Kosten psychischer Erkrankungen
Die Zahl der durch psychische Störungen verursachten Krankheitstage hat sich von 1978 bis 2018 verfünffacht. Das geht aus dem letzten Gesundheitsreport der Betriebskrankenkassen hervor. Die Folgen für Unternehmen und Volkswirtschaft sind enorm: Allein die dadurch verursachten Krankheitskosten betragen 44,4 Milliarden Euro pro Jahr. Hinzu kamen 2016 laut Bundesanstalt für Arbeitsschutz und Arbeitsmedizin (BAuA) Produktionsausfallkosten von 12,2 Milliarden Euro. Der Ausfall an Bruttowertschöpfung durch Krankschreibungen aufgrund psychischer Erkrankungen beträgt laut BAuA mittlerweile 21,5 Milliarden Euro jährlich und damit 0,7 Prozent des Bruttonationaleinkommens.
Zahlen die auch in der Politik die Alarmglocken läuten lassen. Die Bundesregierung hat deshalb eine Offensive für psychische Gesundheit am Arbeitsplatz angekündigt. Arbeitsminister Hubertus Heil (SPD) will das Thema zusammen mit seinen Amtskollegen im Gesundheits- und Familienministerium anpacken. „Arbeit darf nicht krankmachen. Gerade weil Menschen an ihrem Arbeitsplatz sehr viel Zeit verbringen, muss hier besser auf ihre Gesundheit geachtet werden. Viele Menschen erleben dabei den schmalen Grat zwischen Belastung und Überlastung“, so Heil. Man wolle Arbeitgeber dabei unterstützen, die psychische Gesundheit am Arbeitsplatz zu stärken. Das liege auch im wirtschaftlichen Interesse der Arbeitgeber, denn psychische Erkrankungen seien mit hohen Ausfallzeiten verbunden.

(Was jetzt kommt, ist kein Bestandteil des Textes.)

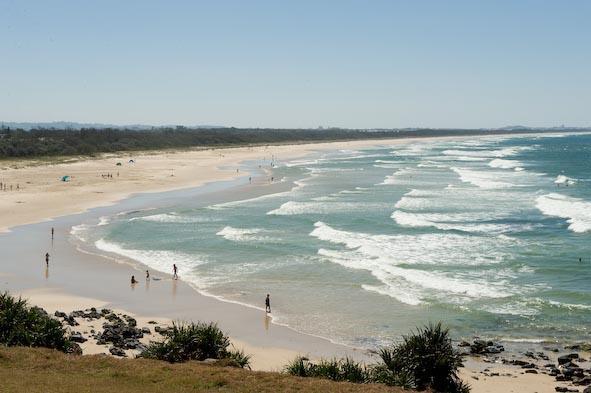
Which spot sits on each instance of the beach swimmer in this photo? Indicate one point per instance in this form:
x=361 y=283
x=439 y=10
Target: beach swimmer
x=268 y=304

Psychische Unterstützungsangebote bekannter machen
Mit der Offensive wolle sie „eine gesellschaftliche Debatte anstoßen und dazu beitragen, dass offener über psychische Belastungen gesprochen“ werde, erklärte Bundesfamilienministerin Franziska Giffey. Ziel sei es, die Vielzahl von Beratungsangeboten bekannter zu machen. Zum Beispiel die „Nummer gegen Kummer“ für Eltern, Kinder und Jugendliche oder die „Pausentaste“ für junge Menschen, die zu Hause Angehörige pflegen. Das Bundesfamilienministerium fördere zudem Baumaßnahmen in den Kurkliniken des Müttergenesungswerks, Programme gegen Einsamkeit im Alter und nehme Kinder in den Fokus, deren Eltern psychisch erkrankt sind. „Ihr seid nicht allein“, betont die Ministerin.
Eine solche ressortübergreifende Initiative sei bisher einmalig, lobt man sich auf der Regierungswebsite selbst. Mit im Boot sind dabei neben den Krankenkassen auch die Deutsche Rentenversicherung sowie Berufsgenossenschaften und Unfallversicherungsträger. Ebenso beteiligen sich die Bundesagentur für Arbeit, berufsständische Verbände von Psychologen und Psychotherapeuten, Bündnisse und Betroffeneneinrichtungen sowie weitere Multiplikatoren aus dem Gesundheitswesen.
Dass Arbeit übrigens nicht nur eine Belastung darstellt, betonen die Betriebskrankenkassen in ihren Handlungshilfen „Psychische Gesundheit in der Arbeitswelt“. Im Gegenteil könne diese die psychische Gesundheit sogar stärken. Faktoren wie Entscheidungsspielraum, mitarbeiterorientierte Führung, Kollegialität sowie Möglichkeiten zur Weiterentwicklung würden sich nachweisbar positiv auswirken. Zudem seien Beschäftigte mit hohem psychischen Wohlbefinden auch am stärksten engagiert bei der Arbeit.